我写的ad

文章目录

  • 训练姐和测试集合的product_category有没有不同的
  • 训练姐和测试集合的advertiser_id有没有不同的
  • 训练姐和测试集合的creative_id有没有不同的
  • 训练姐和测试集合的product_id有没有不同的
  • 训练姐和测试集合的user_id有没有相同的
  • 在腾讯云上根据click_log_test随机给一个user_id一个age和gender看看能得几分
  • 本地根据click_log_test随机给一个user_id一个age和gender看看能得几分
  • 测试机概要
    • click_log,csv
    • ad.csv
  • 怎么读取训练集啊
  • 这样却失败了
  • 获得三个文件大小
  • 三个文件啥样子
  • 分析三文件的内容
    • click_log.csv的内容
    • user.csv的内容
    • ad.csv的东西
      • ad_id唯一吗?
      • advertiser_id唯一码?
      • creative_id是唯一的吗?
      • 没有清理前,我看看category的构成
      • 对ad.csv清理\N
  • 训练集和测试集
  • 怎么获取测试机啊?

训练姐和测试集合的product_category有没有不同的






import pandas as pd


ad_test = pd.read_csv('D:\\txcent\\test\\ad_test.csv')


list1=list(ad_test['product_category'])
dict1=dict.fromkeys(list1)


ad = pd.read_csv('D:\\txcent\\ad.csv')


list2=list(ad['product_category'])
dict2=dict.fromkeys(list2)

print ("测试集一共有",len(dict1),"个product_category,算上\\N")
print ("训练集一共有",len(dict2),"个product_category,算上\\N")




number_1=0
number_2=0
number_3=0




for i in dict1:
    if(i not in dict2):
        number_1=number_1+1
    else:
        number_2=number_2+1



for i in dict2:
    if(i not in dict1):
        number_3=number_3+1
        
        
        
print ("测试集一共有",number_1,"个product_category没有出现在训练集中")
print ("测试集一共有",number_2,"个product_category出现在训练集中")
print ("训练集一共有",number_3,"个product_category没出现在测试集中")








测试集一共有 18 个product_category,算上\N
训练集一共有 18 个product_category,算上\N
测试集一共有 0 个product_category没有出现在训练集中
测试集一共有 18 个product_category出现在训练集中
训练集一共有 0 个product_category没出现在测试集中

训练姐和测试集合的advertiser_id有没有不同的






import pandas as pd


ad_test = pd.read_csv('D:\\txcent\\test\\ad_test.csv')
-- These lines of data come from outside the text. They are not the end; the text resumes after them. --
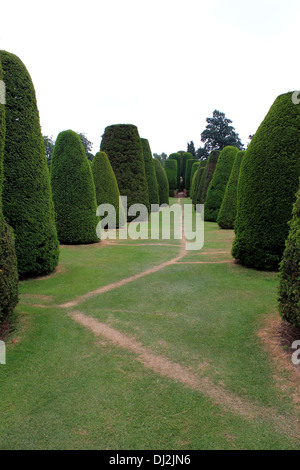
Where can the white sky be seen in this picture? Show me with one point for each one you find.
(159, 64)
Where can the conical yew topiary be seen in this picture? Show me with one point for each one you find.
(73, 191)
(178, 158)
(171, 172)
(163, 184)
(122, 144)
(106, 186)
(27, 200)
(150, 173)
(289, 288)
(268, 181)
(216, 189)
(188, 179)
(227, 212)
(8, 259)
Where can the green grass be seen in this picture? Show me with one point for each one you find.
(64, 388)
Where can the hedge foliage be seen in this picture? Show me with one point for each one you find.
(188, 172)
(163, 184)
(227, 212)
(107, 191)
(150, 173)
(216, 189)
(193, 177)
(73, 190)
(204, 179)
(8, 259)
(27, 199)
(122, 144)
(289, 286)
(177, 157)
(185, 157)
(171, 172)
(269, 178)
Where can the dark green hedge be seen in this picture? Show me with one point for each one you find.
(150, 173)
(27, 200)
(269, 178)
(227, 212)
(289, 287)
(185, 157)
(216, 189)
(177, 157)
(193, 177)
(8, 259)
(163, 184)
(106, 186)
(171, 172)
(189, 165)
(122, 144)
(73, 191)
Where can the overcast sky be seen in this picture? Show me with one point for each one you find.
(161, 65)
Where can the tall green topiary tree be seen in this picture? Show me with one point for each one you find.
(106, 186)
(289, 287)
(204, 179)
(73, 190)
(185, 157)
(227, 212)
(178, 158)
(8, 259)
(122, 144)
(193, 177)
(163, 184)
(189, 165)
(27, 200)
(216, 189)
(150, 173)
(171, 172)
(269, 178)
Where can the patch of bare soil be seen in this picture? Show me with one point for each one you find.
(163, 366)
(278, 337)
(58, 270)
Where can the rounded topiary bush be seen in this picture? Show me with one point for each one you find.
(178, 158)
(189, 165)
(122, 144)
(163, 184)
(171, 172)
(289, 287)
(227, 212)
(27, 199)
(8, 259)
(107, 191)
(150, 173)
(216, 190)
(73, 191)
(269, 178)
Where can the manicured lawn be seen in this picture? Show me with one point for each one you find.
(64, 387)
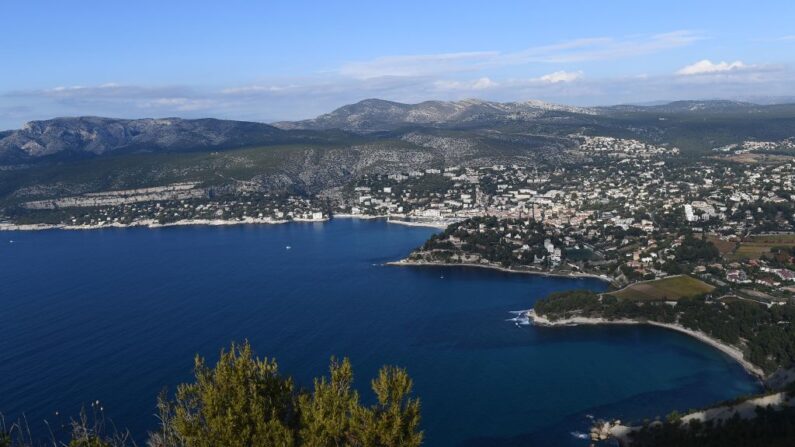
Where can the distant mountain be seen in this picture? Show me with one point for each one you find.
(706, 106)
(85, 136)
(372, 115)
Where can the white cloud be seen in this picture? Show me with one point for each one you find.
(576, 50)
(478, 84)
(706, 66)
(561, 76)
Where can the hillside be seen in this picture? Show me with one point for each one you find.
(68, 156)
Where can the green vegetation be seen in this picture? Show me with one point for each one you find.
(671, 288)
(755, 247)
(765, 334)
(770, 428)
(244, 401)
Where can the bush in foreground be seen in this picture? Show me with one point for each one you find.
(244, 401)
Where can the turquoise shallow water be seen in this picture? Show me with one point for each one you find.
(116, 315)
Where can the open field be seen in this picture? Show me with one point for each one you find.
(666, 289)
(756, 246)
(726, 248)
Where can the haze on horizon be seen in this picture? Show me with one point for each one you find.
(292, 60)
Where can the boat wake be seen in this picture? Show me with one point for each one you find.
(520, 318)
(580, 435)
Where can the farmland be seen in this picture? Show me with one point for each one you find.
(667, 289)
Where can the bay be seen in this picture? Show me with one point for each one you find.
(117, 315)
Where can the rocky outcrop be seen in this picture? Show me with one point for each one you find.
(97, 136)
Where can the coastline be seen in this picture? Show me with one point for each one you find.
(573, 275)
(410, 223)
(733, 352)
(151, 224)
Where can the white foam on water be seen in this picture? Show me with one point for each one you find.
(520, 319)
(580, 435)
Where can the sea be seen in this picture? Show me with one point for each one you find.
(107, 319)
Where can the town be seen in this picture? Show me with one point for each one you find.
(620, 209)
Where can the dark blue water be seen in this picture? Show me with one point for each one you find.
(116, 315)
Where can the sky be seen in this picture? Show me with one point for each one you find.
(285, 60)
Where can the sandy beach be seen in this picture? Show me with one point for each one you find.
(732, 351)
(150, 224)
(407, 263)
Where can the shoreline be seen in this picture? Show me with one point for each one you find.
(210, 222)
(572, 275)
(151, 224)
(733, 352)
(441, 225)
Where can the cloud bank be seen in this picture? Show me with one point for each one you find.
(554, 73)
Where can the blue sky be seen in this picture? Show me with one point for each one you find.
(273, 60)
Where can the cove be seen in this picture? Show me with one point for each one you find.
(117, 315)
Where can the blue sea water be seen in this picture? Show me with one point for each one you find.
(117, 315)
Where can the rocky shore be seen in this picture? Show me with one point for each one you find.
(556, 274)
(732, 351)
(150, 224)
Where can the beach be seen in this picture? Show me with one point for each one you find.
(732, 351)
(408, 263)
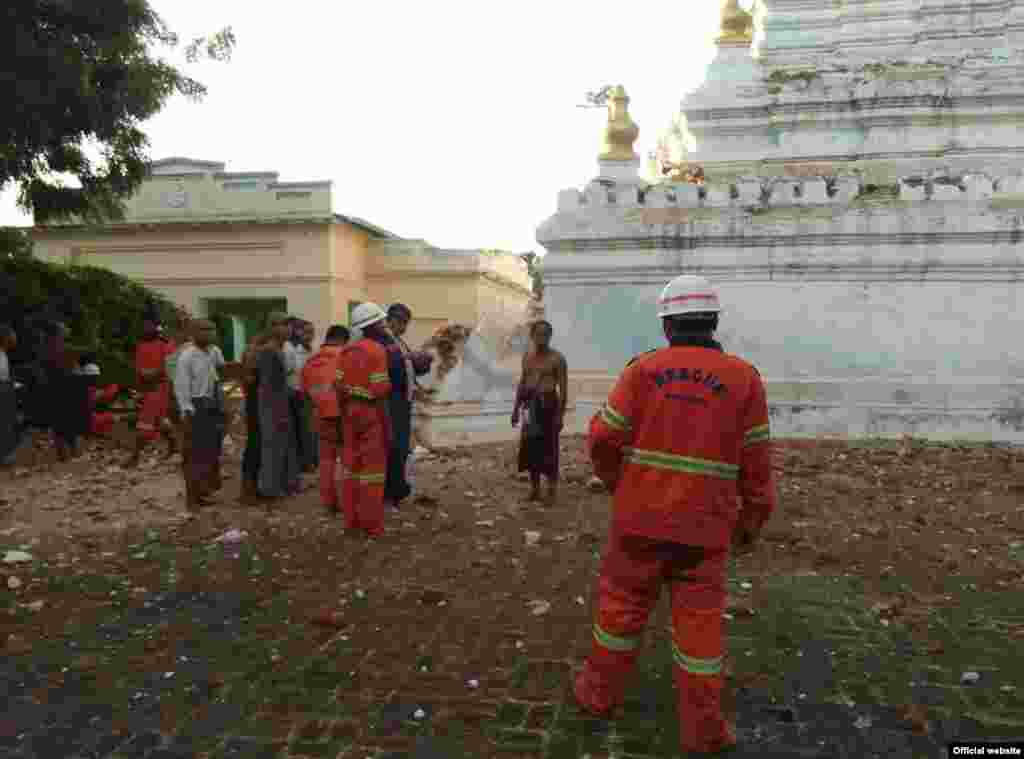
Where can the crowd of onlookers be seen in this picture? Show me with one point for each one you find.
(179, 398)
list1=list(ad_test['advertiser_id'])
dict1=dict.fromkeys(list1)


ad = pd.read_csv('D:\\txcent\\ad.csv')


list2=list(ad['advertiser_id'])
dict2=dict.fromkeys(list2)

print ("测试集一共有",len(dict1),"个advertiser_id,算上\\N")
print ("训练集一共有",len(dict2),"个advertiser_id,算上\\N")




number_1=0
number_2=0
number_3=0




for i in dict1:
    if(i not in dict2):
        number_1=number_1+1
    else:
        number_2=number_2+1



for i in dict2:
    if(i not in dict1):
        number_3=number_3+1
        
        
        
print ("测试集一共有",number_1,"个advertiser_id没有出现在训练集中")
print ("测试集一共有",number_2,"个advertiser_id出现在训练集中")
print ("训练集一共有",number_3,"个advertiser_id没出现在测试集中")
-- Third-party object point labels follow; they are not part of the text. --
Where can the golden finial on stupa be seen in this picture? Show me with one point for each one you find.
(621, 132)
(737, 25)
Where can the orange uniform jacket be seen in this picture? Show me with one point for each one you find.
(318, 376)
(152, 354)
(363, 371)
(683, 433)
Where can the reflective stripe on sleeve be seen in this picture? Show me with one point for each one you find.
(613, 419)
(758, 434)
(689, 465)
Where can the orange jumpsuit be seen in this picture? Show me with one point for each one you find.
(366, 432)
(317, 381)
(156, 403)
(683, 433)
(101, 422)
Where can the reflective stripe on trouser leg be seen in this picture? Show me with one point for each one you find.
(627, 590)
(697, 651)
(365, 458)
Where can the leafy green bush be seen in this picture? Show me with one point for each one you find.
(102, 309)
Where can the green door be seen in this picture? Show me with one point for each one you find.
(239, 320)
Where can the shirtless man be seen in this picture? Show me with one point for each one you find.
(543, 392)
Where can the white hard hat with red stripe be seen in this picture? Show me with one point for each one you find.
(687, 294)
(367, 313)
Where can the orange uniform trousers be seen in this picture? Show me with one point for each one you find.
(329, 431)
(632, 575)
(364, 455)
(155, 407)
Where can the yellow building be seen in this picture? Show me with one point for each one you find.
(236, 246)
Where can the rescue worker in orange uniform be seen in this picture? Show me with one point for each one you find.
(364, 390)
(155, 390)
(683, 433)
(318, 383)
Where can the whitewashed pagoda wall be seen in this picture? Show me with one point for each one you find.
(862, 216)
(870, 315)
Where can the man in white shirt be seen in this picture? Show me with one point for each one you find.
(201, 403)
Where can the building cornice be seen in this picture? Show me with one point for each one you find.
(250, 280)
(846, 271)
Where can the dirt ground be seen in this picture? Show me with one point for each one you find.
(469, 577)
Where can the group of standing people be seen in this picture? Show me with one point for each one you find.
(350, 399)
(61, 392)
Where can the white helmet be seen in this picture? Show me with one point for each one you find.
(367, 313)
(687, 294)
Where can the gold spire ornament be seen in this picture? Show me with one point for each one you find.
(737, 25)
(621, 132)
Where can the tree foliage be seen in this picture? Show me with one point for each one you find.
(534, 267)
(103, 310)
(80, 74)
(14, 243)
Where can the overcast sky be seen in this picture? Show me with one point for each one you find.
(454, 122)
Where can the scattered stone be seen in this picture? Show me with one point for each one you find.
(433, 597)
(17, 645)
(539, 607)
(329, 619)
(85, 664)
测试集一共有 52861 个advertiser_id,算上\N
训练集一共有 52090 个advertiser_id,算上\N
测试集一共有 5780 个advertiser_id没有出现在训练集中
测试集一共有 47081 个advertiser_id出现在训练集中
训练集一共有 5009 个advertiser_id没出现在测试集中

训练姐和测试集合的creative_id有没有不同的





import pandas as pd


ad_test = pd.read_csv('D:\\txcent\\test\\ad_test.csv')
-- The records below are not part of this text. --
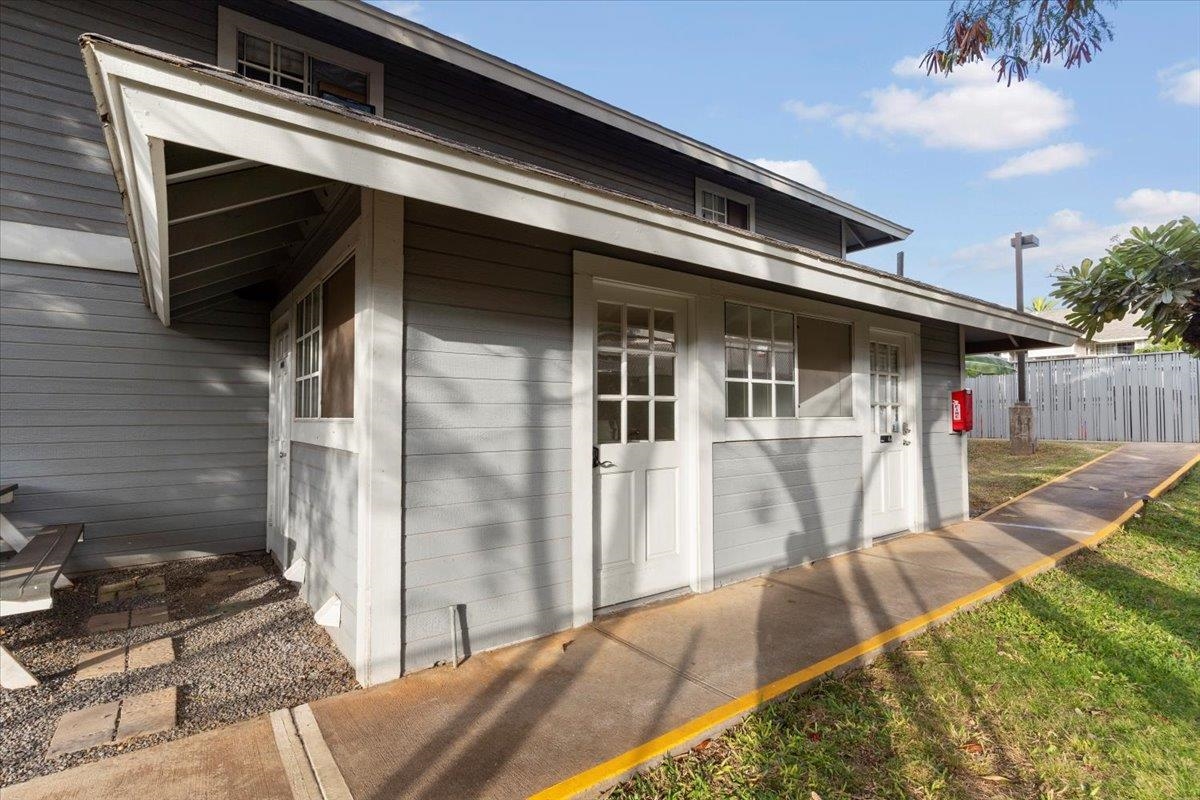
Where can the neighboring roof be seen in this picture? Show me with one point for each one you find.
(1119, 330)
(1049, 332)
(409, 34)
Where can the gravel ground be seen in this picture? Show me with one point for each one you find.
(258, 653)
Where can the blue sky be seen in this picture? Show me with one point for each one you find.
(829, 94)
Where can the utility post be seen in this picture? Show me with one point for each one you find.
(1021, 437)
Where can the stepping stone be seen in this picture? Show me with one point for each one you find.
(150, 654)
(101, 663)
(237, 573)
(112, 621)
(149, 615)
(147, 714)
(84, 728)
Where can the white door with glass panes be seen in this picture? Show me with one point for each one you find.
(642, 521)
(891, 435)
(280, 438)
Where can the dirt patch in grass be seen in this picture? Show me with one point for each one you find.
(996, 475)
(241, 649)
(1081, 683)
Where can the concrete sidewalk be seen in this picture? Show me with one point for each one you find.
(575, 711)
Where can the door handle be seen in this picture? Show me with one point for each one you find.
(597, 462)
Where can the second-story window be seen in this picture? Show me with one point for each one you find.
(285, 66)
(283, 58)
(726, 206)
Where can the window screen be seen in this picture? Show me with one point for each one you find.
(825, 367)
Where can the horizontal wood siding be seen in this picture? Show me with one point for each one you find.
(942, 468)
(155, 438)
(487, 432)
(55, 166)
(323, 530)
(784, 501)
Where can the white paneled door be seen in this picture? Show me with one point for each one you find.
(642, 516)
(280, 440)
(891, 437)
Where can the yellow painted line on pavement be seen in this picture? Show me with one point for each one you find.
(691, 729)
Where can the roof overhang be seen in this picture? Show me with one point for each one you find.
(873, 228)
(147, 98)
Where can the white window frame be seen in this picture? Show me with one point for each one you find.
(729, 194)
(231, 22)
(750, 380)
(317, 296)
list1=list(ad_test['creative_id'])
dict1=dict.fromkeys(list1)


ad = pd.read_csv('D:\\txcent\\ad.csv')


list2=list(ad['creative_id'])
dict2=dict.fromkeys(list2)

print ("测试集一共有",len(dict1),"个creative_id,算上\\N")
print ("训练集一共有",len(dict2),"个creative_id,算上\\N")




number_1=0
number_2=0
number_3=0




for i in dict1:
    if(i not in dict2):
        number_1=number_1+1
    else:
        number_2=number_2+1



for i in dict2:
    if(i not in dict1):
        number_3=number_3+1
        
        
        
print ("测试集一共有",number_1,"个creative_id没有出现在训练集中")
print ("测试集一共有",number_2,"个creative_id出现在训练集中")
print ("训练集一共有",number_3,"个creative_id没出现在测试集中")





  • 结果

测试集一共有 2618159 个creative_id,算上\N
训练集一共有 2481135 个creative_id,算上\N
测试集一共有 931637 个creative_id没有出现在训练集中
测试集一共有 1686522 个creative_id出现在训练集中
训练集一共有 794613 个creative_id没出现在测试集中

训练姐和测试集合的product_id有没有不同的



import pandas as pd


ad_test = pd.read_csv('D:\\txcent\\test\\ad_test.csv')


list1=list(ad_test['product_id'])
dict1=dict.fromkeys(list1)


ad = pd.read_csv('D:\\txcent\\ad.csv')


list2=list(ad['product_id'])
dict2=dict.fromkeys(list2)

print ("测试集一共有",len(dict1),"个product_id,算上\\N")
print ("训练集一共有",len(dict2),"个product_id,算上\\N")




number_1=0
number_2=0
number_3=0




for i in dict1:
    if(i not in dict2):
        number_1=number_1+1
    else:
        number_2=number_2+1



for i in dict2:
    if(i not in dict1):
        number_3=number_3+1
        
        
        
print ("测试集一共有",number_1,"个product_id没有出现在训练集中")
print ("测试集一共有",number_2,"个product_id出现在训练集中")
print ("训练集一共有",number_3,"个product_id没出现在测试集中")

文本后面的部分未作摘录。